Here you can see that even using matching holesaws, the gap is too big







Holding it the vice and heat it up while gently closing the vice. ( I also sanded most of the rough marks off that were caused by the holesaws) The segment was wider than the vice jaw, so I just added the chuck of metal. I concentrated the heat on this bit of metal. Leave it in the vice till it's cold.
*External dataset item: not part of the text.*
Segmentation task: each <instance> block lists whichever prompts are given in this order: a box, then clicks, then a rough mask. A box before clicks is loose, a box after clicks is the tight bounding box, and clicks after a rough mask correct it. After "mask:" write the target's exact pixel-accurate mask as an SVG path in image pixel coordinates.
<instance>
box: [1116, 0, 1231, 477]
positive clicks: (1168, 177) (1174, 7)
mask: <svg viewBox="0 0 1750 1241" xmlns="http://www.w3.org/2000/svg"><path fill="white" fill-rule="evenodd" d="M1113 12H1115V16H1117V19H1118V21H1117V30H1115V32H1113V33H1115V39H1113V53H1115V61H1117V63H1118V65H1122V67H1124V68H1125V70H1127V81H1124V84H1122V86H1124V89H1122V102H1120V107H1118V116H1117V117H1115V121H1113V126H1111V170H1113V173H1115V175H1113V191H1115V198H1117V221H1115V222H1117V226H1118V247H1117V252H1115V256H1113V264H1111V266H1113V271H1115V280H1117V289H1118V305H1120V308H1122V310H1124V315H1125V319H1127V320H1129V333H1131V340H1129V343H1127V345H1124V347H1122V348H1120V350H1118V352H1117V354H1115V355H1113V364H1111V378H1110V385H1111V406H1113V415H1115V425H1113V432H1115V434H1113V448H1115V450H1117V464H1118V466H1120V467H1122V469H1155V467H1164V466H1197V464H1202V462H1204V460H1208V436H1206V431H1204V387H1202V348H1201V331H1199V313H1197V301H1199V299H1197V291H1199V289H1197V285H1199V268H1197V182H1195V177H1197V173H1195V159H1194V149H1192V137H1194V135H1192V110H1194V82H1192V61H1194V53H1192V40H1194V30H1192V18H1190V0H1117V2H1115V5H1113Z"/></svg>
Here's the pen again, no visible glueline







I have used this method when segmenting plastics into wood too, just pre warm the plastic before putting it in the vice. Hope this is useful to someone.


----------



## wdcav1952 (Sep 11, 2007)

Dang, Skip, you come up with some nifty ideas!!


----------



## ed4copies (Sep 11, 2007)

Pretty clever, Skippy!!!!!

I recognize that PR (it's from the Princess!!)


----------



## Paul in OKC (Sep 11, 2007)

Aaaahhh, ya beat me to it. Had an idea like that, just haven't got there yet. Looks great!


----------



## gketell (Sep 11, 2007)

Thanks for sharing that, Steven.  I had been looking at your pens and your comment about two hole-saws but I knew they didn't match and couldn't figure out that solution.  Now I know!!!  Thanks!!

Paul,
Get used to it,  That has happened to me about 3 times so far.  []  The truly sad thing is that each time their version is way above what I was even envisioning.  [] (for me)  [][][] (for them!)

GK


----------



## dbriski (Sep 11, 2007)

Have you thought of trying to modify the hole saws to reduce the set on the teeth.  Pull in the outer teeth of the larger saw and pull out the inner teeth of the smaller one.  Not even sure if you can do this but it seems you have a lot of experience with metal.


----------



## tipusnr (Sep 11, 2007)

Simple, handy solution (I LIKE simple) requiring very little extra expense.  GREAT!!


----------



## Hosspen (Sep 11, 2007)

Wow! That's what I call creativity. The practical kind too, like Tip said. That's the kind of thing that keeps me turning. When something starts to get kind of boring, look for a new idea. You must be one of those people who's always experimenting. Keep up the good work!


----------



## Ligget (Sep 12, 2007)

Very good idea Steve, love the colour combination! []


----------



## papaturner (Sep 12, 2007)

Thanks for the tip,that`s using your head for something other than a hat rack.


----------



## palmermethod (Sep 12, 2007)

Steven,
Very nice indeed. Regarding gluing the pieces together, is CA glue necessary or could a plastic solvent that melts the surfaces work as well? I haven't seen any comments on solvent welding but, as a noob, I am curious. Thanks for the inspiration Steven............


----------



## skiprat (Sep 13, 2007)

Dave, although the holesaws I used are on their last legs, I wouldn't wreck them 'just' to make pens like that. I don't think that you could ever get a perfect joint even if you modded them. It really only takes a little heat and not much time to squash them, then you know they couldn't get better. The principle work just as well with joints with corners. I made a brass and blue acrylic pen that had sharp crown like joints and it closed the gaps very nicely. I can't remember how to get the pic out of my album, or I'd show you[:I] 
Bob, I use CA for everything. But your idea sounds very interesting. Perhaps acetone or some other solvent would work on Delrin?


----------



## fstepanski (Sep 13, 2007)

Very creative idea!  Thanks...


----------